Wow, mean is harsh! OP is entitled to some personal space in her own home. Could MiL not go to another child’s home, her sibling, a short break in a London hotel..?

KiwiFall · 27/12/2025 21:07

I don’t think you are being unreasonable at all. I understand the sensitive position however I don’t like people who announce rather than ask. Then you and your husband could have discussed it. Also she knows you have NYE plans and it is rude to invite herself to those. I would also worry next year she would do the same. I think this is up to your husband to have a word with his mum. If you feel you have to accommodate it this year make sure next year there are firm dates that everyone sticks to.

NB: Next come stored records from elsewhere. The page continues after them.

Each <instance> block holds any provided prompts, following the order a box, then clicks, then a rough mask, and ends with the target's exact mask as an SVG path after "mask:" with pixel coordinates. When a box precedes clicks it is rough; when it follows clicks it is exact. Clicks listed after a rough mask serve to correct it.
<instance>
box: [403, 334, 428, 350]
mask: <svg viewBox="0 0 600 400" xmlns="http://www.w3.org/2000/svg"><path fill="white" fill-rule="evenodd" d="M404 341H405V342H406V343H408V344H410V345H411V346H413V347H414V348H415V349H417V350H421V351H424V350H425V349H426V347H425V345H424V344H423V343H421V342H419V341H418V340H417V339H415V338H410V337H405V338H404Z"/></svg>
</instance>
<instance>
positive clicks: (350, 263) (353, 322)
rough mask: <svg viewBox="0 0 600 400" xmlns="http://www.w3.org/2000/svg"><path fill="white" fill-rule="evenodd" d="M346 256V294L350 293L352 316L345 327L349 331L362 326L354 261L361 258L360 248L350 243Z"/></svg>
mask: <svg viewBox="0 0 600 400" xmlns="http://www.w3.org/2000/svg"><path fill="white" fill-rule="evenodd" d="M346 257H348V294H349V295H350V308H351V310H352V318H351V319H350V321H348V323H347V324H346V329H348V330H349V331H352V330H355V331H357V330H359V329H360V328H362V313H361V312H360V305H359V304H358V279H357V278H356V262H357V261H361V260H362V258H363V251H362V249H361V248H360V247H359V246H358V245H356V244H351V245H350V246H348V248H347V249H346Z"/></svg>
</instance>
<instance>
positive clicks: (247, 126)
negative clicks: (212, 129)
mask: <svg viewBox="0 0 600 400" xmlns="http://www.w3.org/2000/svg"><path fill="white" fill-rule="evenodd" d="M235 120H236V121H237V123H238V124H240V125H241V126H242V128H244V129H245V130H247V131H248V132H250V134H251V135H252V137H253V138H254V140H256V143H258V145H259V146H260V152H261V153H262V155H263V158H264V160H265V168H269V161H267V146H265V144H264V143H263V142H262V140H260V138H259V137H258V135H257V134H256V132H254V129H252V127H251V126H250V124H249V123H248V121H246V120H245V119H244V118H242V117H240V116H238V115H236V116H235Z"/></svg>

Renamed · 27/12/2025 21:08

Enterthewolves · 27/12/2025 20:59

Obviously not, I was joking, apart from anything else the office is on the ground floor and has a tiled floor on a concrete base!

Sorry, it was meant “light-hearted” as they say in these parts. It is difficult when you can’t access your work space. Wishing you the easiest possible time.

2Rebecca · 27/12/2025 21:08

Just say sorry it’s been lovely having her but you need some time to chill out with no guests. She suggested it, you said no

GanninHyem · 27/12/2025 21:09

Sometimeswinning · 27/12/2025 21:02

To be honest I think you’re pretty mean so it wouldn’t have surprised me.

Only because I’m very much a more the merrier type person. Plus I’d help
out family in this situation without a second thought.

What exactly has op done that quantifies her as "pretty mean"?

Well done for being a people pleaser, and a different type of person to OP but being a type of person who needs their own space and to recharge alone does not make her mean. Your implications and condescending tone is actually very crass.

mumofoneAloneandwell · 27/12/2025 21:11

ShawnaMacallister · 27/12/2025 20:20

21st to the 1st is 10 days. That's too long for any guest anywhere.

This is not just any guest.This is her family! Completely unreasonable, sorry

Mischance · 27/12/2025 21:11

It might help to change the hosting mindset. When I am with family I just muck in and they do their own thing. I do not expect to be entertained.

Deafnotdumb · 27/12/2025 21:13

I would cut her so slack since FIL has died so recently , but I would also cut back on hostessing duties and say you need your office back for work during the daytime. Perhaps suggest something to visit or do? Get your DH onside too. Transition back to your normal routines; 10 days is a long time to be an everyday entertainment ground.